Congress first turned its attention to the operation headed by Admiral Poindexter, who had been a central figure in the Iran-contra scandal of the 1980's, because of the proposed Total Information Awareness program, a sweeping computer surveillance initiative developed in the aftermath of the Sept. 11 attacks. Critics challenged the program as a potential invasion of privacy.

Pentagon officials renamed the effort the Terrorism Information Awareness program and said it would be devoted to analyzing foreign intelligence data. But the Senate still imposed restrictions on its operations.

Then, in July, Mr. Wyden and Senator Byron L. Dorgan, Democrat of North Dakota, disclosed that the Pentagon office was about to open an Internet trading market to test the theory that traders could help predict the probability of events like terror attacks, missile strikes and assassinations of foreign leaders.

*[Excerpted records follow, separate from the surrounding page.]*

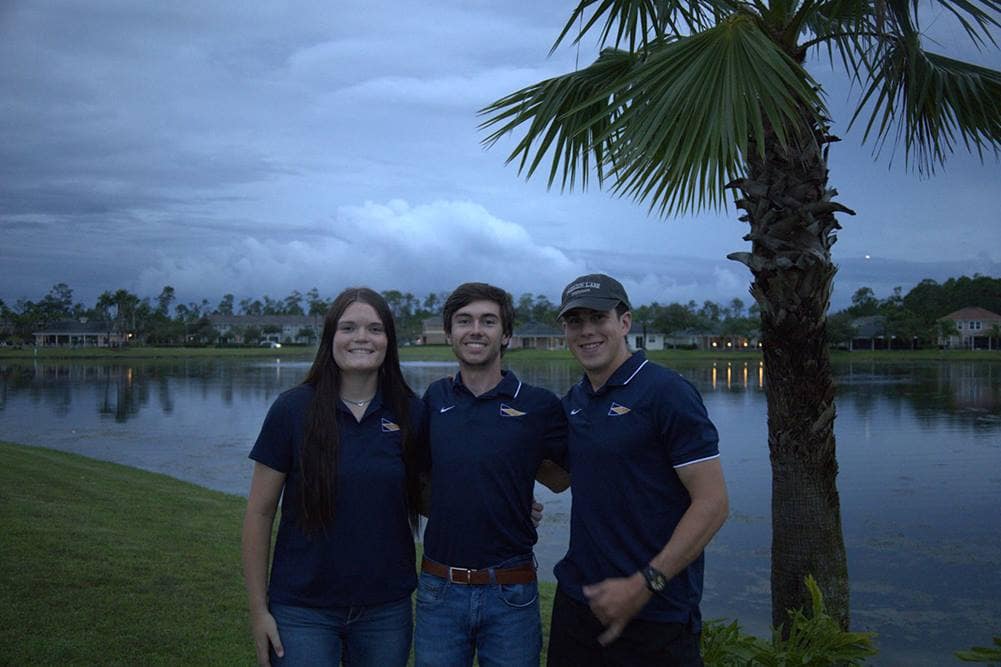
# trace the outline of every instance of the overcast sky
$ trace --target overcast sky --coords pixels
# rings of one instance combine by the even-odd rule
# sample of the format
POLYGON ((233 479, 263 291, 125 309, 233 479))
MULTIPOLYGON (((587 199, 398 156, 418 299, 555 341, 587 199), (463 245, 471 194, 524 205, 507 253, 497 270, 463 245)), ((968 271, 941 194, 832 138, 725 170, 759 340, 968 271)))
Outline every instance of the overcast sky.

Outraged lawmakers called for the program to cease, and it was closed within a day.

The furor surrounding the terror market gave momentum to the effort to cut off money for the office entirely, and the legislative report accompanying the spending measure said Congress wanted it shut.

"This was a hugely unpopular program with a mission far outside what most Americans would consider acceptable in our democracy," said Timothy Edgar, a legislative counsel for the American Civil Liberties Union office in Washington.

Admiral Poindexter resigned last month, though he defended the initiatives under his control and said the plan for a terror futures market had been sensationalized.

Mr. Wyden said the programs that survived were mainly training initiatives like war-gaming software that helped agencies analyze evidence and communicate with one another. The legislation said Congress allowed the use of "processing, analysis and collaboration tools" developed by the disbanded office for foreign intelligence operations, but it did not specify agencies that would be using it.